1) On the Allmendrain, between the Fecht and the mill-water of Ingersheim, people often see, already at dusk, a white girl playing in the grass and along the bank of the stream. A child from the village, who knew nothing of this apparition, was sent one evening to drive home some ducks that had lingered by the brook, and suddenly saw the white girl hopping a few steps ahead of him. The child called out to her: “Come and help me look for the ducks!” But the white girl turned around and gave no answer.
Since the child could not find the ducks, he ran home and brought back his elder brother to help him search. Both saw the white girl sitting in the grass. As soon as they came too close, she sprang up, hopped over the little bridge by the Stellbrett, and disappeared among the vines. A few moments later, however, she came gliding out again, with a white veil over her head and her hands folded across her breast.
The boy now tried to go nearer and called to her: “Whom do you belong to, little maid? Go home, the night bell has already rung!” But since he got no answer, and the girl kept moving forward as if mocking him, he took up a stone and threw it at her. The stone flew in an arc over his head, and at once the girl vanished into the ground. Twice the children then heard a clear voice call from that very spot: “Gäll! Gäll!” In fact, the stone had struck one of the ducks that had been sleeping beside the ditch, and it now flapped its wings, quacked loudly, and hurried homeward.
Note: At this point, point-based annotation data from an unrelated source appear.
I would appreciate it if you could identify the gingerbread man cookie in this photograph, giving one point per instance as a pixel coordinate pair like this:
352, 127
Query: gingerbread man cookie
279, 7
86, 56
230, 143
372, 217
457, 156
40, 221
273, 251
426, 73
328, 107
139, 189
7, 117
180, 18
According to the children, the white girl did not exactly hop, but rather seemed to float forward in short rises above the ground.
2) On another occasion, toward evening, a girl was crossing the great bridge over the Fecht, a place that was already considered eerie at other times as well. There the white girl came past her, struck her in the face, and sighed: “Ah, why did you not wish me good night?” Then she said something else to her, which the girl would not confide to anyone for the rest of her life, and asked her to come back again the following evening.
Her mother, a courageous woman, went with her. When they reached the place where the apparition had shown itself the day before, they fell to their knees and prayed three Our Fathers and three Hail Marys, but nothing appeared. From that time on, however, the girl could no longer look at anything white without falling into fear, and sometimes even into the most violent convulsions.